Il popolo dei “dimissionari” è quindi in crescita. Ma chi sono i lavoratori più difficili da fidelizzare, che dunque hanno maggiori probabilità di mettersi alla ricerca di un nuovo lavoro e a breve lasciare un’azienda?

Stando alle indagini fatte finora, il rischio è maggiore nel caso dei giovani, fino ai 27 anni; guardando invece ai ruoli, sembra chiaro che le professioni digitali sono le più “instabili”, con i talenti ITC che più raramente sono disposti a fermarsi a lungo nella medesima azienda. Anzi, in diverse aziende il ricambio del personale informatico vede una frequenza che si avvicina pericolosamente alla media dei 12 mesi.

Per quale motivo proprio i talenti informatici sono quelli con una maggiore propensione a lasciare l’azienda?

Lo abbiamo chiesto a Carola Adami, fondatrice di Adami & Associati <http://www.adamiassociati.com> , società internazionale di head hunting. «La causa principale del più alto numero di dimissioni tra i professionisti IT è molto semplice: attualmente c’è un’altissima ricerca di competenze informatiche, con un mercato del lavoro che quindi per questi profili risulta molto florido e attrattivo».

Questo non significa però che le aziende non possano fare nulla per trattenere i propri informatici, siano essi sviluppatori, sistemisti o IT manager: «fidelizzare i propri talenti, anche quelli IT, non è certo impossibile» spiega Adami, specificando che «in uno scenario che vede i tassi di turnover in generale aumento, le aziende hanno tutti i vantaggi nell’investire su delle efficaci strategie di fidelizzazione, così da mantenere il proprio tasso di ricambio del personale al di sotto di livelli patologici e propriamente dannosi».

Come sottolinea l’head hunter, infatti, un minimo ricambio del personale è benefico, sapendo che immettere in azienda nuovi punti di vista, nuove esperienze, nuovi background e nuove skills è tra gli elementi più importanti per far crescere un business.

Resta dunque da capire come aumentare il livello di fidelizzazione dei professionisti IT.

«Il primo passo» spiega Adami «è individuare e comprendere le ragioni che stanno portando i propri collaboratori alle dimissioni. I motivi possono essere i più diversi, ma nella maggior parte si tratta della mancanza di stimoli, del desiderio di maggiore flessibilità, della volontà di avere una retribuzione maggiore, oppure di quella di avere dei benefit migliori. Da qui dunque l’importanza, una volta individuata la criticità, di offrire una soluzione tempestiva: la possibilità di lavorare in smart working, anche parzialmente; la costruzione di un piano di carriera insieme al proprio responsabile, così da condividere i passi da fare verso una promozione o un aumento di stipendio; la revisione del piano di welfare aziendale.

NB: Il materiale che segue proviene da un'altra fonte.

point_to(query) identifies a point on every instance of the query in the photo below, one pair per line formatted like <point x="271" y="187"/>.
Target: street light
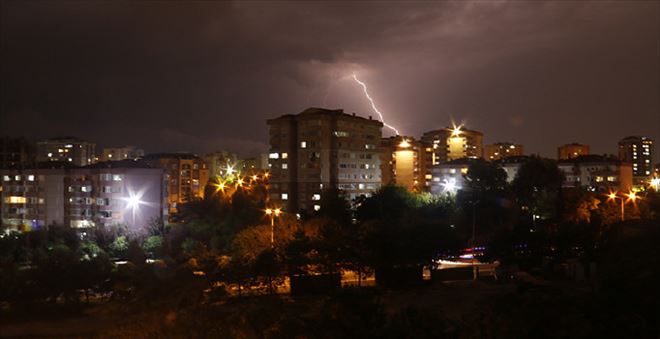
<point x="625" y="197"/>
<point x="273" y="213"/>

«Non va trascurato» conclude Adami «il fatto che il tasso di turnover si alza talvolta già al momento del processo di selezione del personale: spesso è proprio una selezione poco attenta dei talenti, unita a un processo di onboarding non ottimale, a compromettere fin dall’inizio il rapporto tra dipendente e azienda». Per questo è sempre bene affidarsi a dei professionisti, quando si tratta di ricerca e gestione dei talenti.